21. On the first point, the Court acknowledges that the questions raised before the Court of Audit and the Constitutional Court were of a certain difficulty. However, this circumstance does not in itself justify the length of the proceedings.

The Government’s other two arguments cannot be taken into consideration. Article 6 para. 1 (art. 6-1) imposes on the Contracting States the duty to organise their legal systems in such a way that their courts can meet each of the requirements of that paragraph (see, among many other authorities, the Tusa v. Italy judgment of 27 February 1992, Series A no. 231-D, p. 41, para. 17).

22. The Court, in agreement with the Commission, notes several periods of inactivity before the Court of Audit: it took the principal public prosecutor more than one year to file his submissions, and then almost five months to refer the case to the combined divisions of the Court of Audit (see paragraph 7 above, at nos. 26 and 27); the case subsequently remained adjourned for over six years while awaiting the outcome of the prosecutor’s appeal to the combined divisions in a similar case.

23. These delays were so substantial that the overall length of the proceedings must be regarded as excessive.

There has therefore been a violation of Article 6 para. 1 (art. 6-1).

II. APPLICATION OF ARTICLE 50 (art. 50)

24. According to Article 50 (art. 50),

"If the Court finds that a decision or a measure taken by a legal authority or any other authority of a High Contracting Party is completely or partially in conflict with the obligations arising from the Convention, and if the internal law of the said Party allows only partial reparation to be made for the consequences of this decision or measure, the decision of the Court shall, if necessary, afford just satisfaction to the injured party."

25. Mrs Nappi claimed compensation under this provision, but did not specify any figure.

The Government considered the claim to be unfounded; the Commission did not express a view.

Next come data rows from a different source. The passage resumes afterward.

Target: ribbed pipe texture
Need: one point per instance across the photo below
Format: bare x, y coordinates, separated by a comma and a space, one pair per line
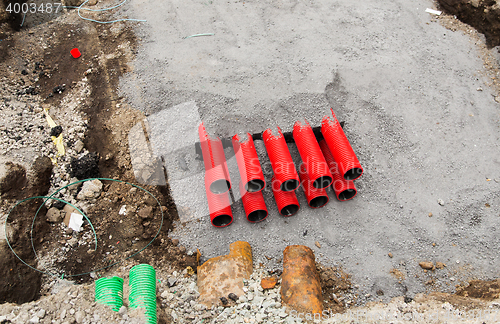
281, 160
254, 205
287, 201
219, 207
248, 164
342, 152
316, 197
344, 189
215, 162
310, 153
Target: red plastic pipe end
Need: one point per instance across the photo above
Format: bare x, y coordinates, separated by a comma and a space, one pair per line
316, 197
214, 159
312, 157
75, 53
287, 201
344, 189
248, 164
342, 152
219, 207
281, 160
254, 205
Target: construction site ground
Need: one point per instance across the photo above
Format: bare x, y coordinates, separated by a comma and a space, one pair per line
420, 97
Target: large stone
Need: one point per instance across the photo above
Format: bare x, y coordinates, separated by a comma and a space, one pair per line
220, 276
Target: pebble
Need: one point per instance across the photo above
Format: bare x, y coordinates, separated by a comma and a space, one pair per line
171, 281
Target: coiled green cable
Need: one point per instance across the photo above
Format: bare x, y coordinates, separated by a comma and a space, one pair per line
109, 291
142, 283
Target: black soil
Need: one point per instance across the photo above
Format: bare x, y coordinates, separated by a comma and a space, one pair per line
482, 15
19, 283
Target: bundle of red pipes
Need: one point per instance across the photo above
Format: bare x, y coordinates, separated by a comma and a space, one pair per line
331, 162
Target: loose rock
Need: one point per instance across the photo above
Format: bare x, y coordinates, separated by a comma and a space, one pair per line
54, 215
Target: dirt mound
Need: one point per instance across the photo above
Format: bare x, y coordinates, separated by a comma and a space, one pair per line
484, 15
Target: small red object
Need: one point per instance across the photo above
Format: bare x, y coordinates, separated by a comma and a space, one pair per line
75, 53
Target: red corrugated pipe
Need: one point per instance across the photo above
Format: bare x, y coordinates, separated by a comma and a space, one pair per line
342, 152
344, 189
312, 158
248, 164
316, 197
286, 201
219, 206
281, 160
254, 204
216, 172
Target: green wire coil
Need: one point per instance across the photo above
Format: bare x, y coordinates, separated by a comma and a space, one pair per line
109, 291
142, 290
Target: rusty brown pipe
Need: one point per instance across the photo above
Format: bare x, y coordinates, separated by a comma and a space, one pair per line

26. The Court accepts that the applicant may have sustained a degree of non-pecuniary damage, but in the circumstances of the case the finding of a violation of Article 6 para. 1 (art. 6-1) provides in itself sufficient just satisfaction.

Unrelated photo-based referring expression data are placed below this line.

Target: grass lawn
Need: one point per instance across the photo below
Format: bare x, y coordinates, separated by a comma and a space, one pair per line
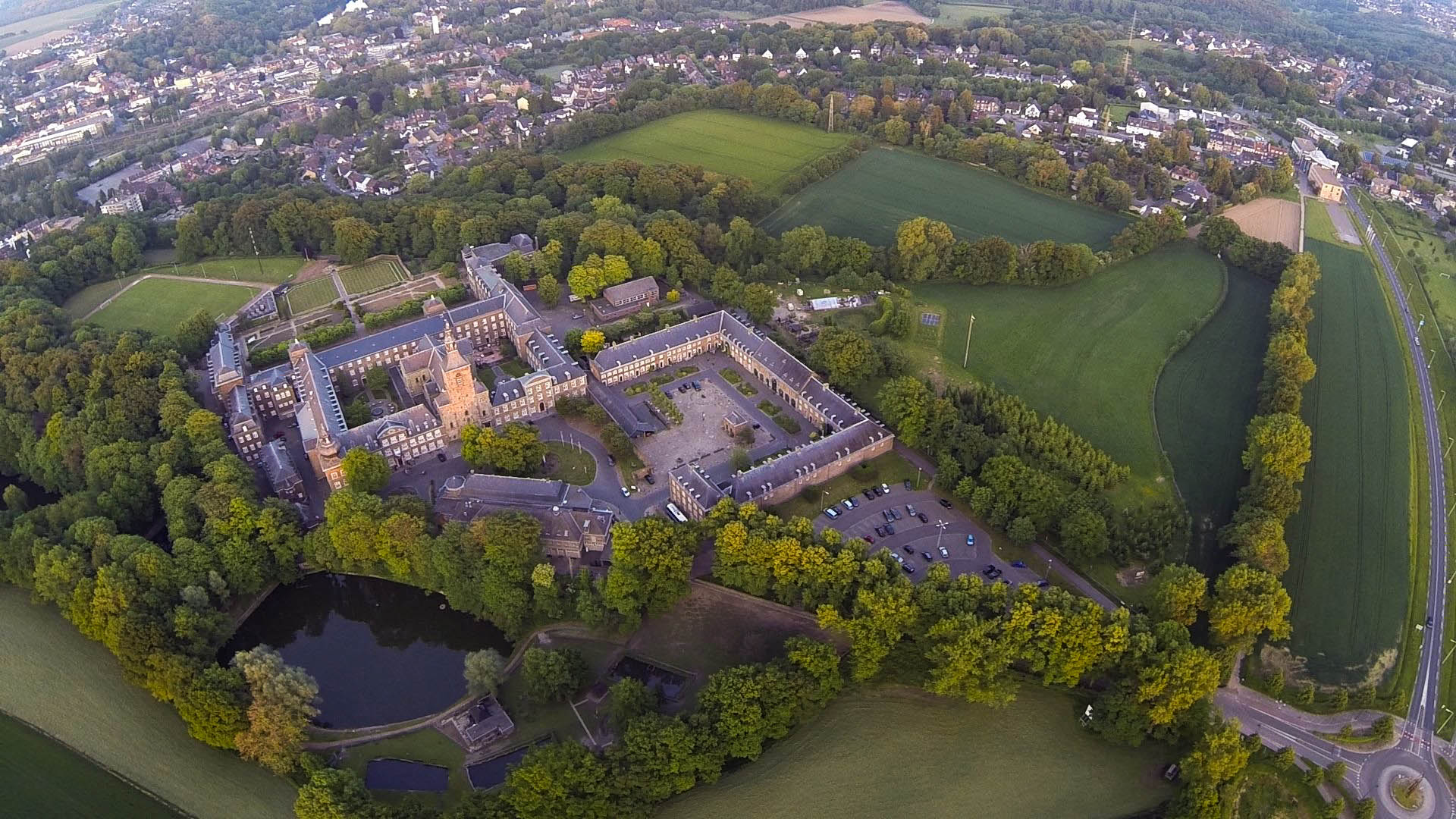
268, 270
42, 777
899, 752
889, 468
535, 720
425, 745
159, 305
73, 689
375, 275
1204, 401
573, 465
871, 196
1350, 539
312, 295
1087, 353
959, 14
740, 145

FOR THESE REASONS, THE COURT UNANIMOUSLY

1. Holds that Article 6 para. 1 (art. 6-1) is applicable in the present case and has been violated;

2. Holds that this judgment constitutes in itself sufficient just satisfaction for any non-pecuniary damage sustained.

Done in English and in French, and delivered at a public hearing in the Human Rights Building, Strasbourg, on 26 November 1992.

Rolv RYSSDAL

President

Marc-André EISSEN

Registrar

* The case is numbered 85/1991/337/410.  The first number is the case's position on the list of cases referred to the Court in the relevant year (second number).  The last two numbers indicate the case's position on the list of cases referred to the Court since its creation and on the list of the corresponding originating applications to the Commission.


** As amended by Article 11 of Protocol No. 8 (P8-11), which came into force on 1 January 1990.


* Case no. 76/1991/328/401


* Note by the Registrar: for practical reasons this annex will appear only with the printed version of the judgment (volume 249-C of Series A of the Publications of the Court), but a copy of the Commission's report is available from the registry.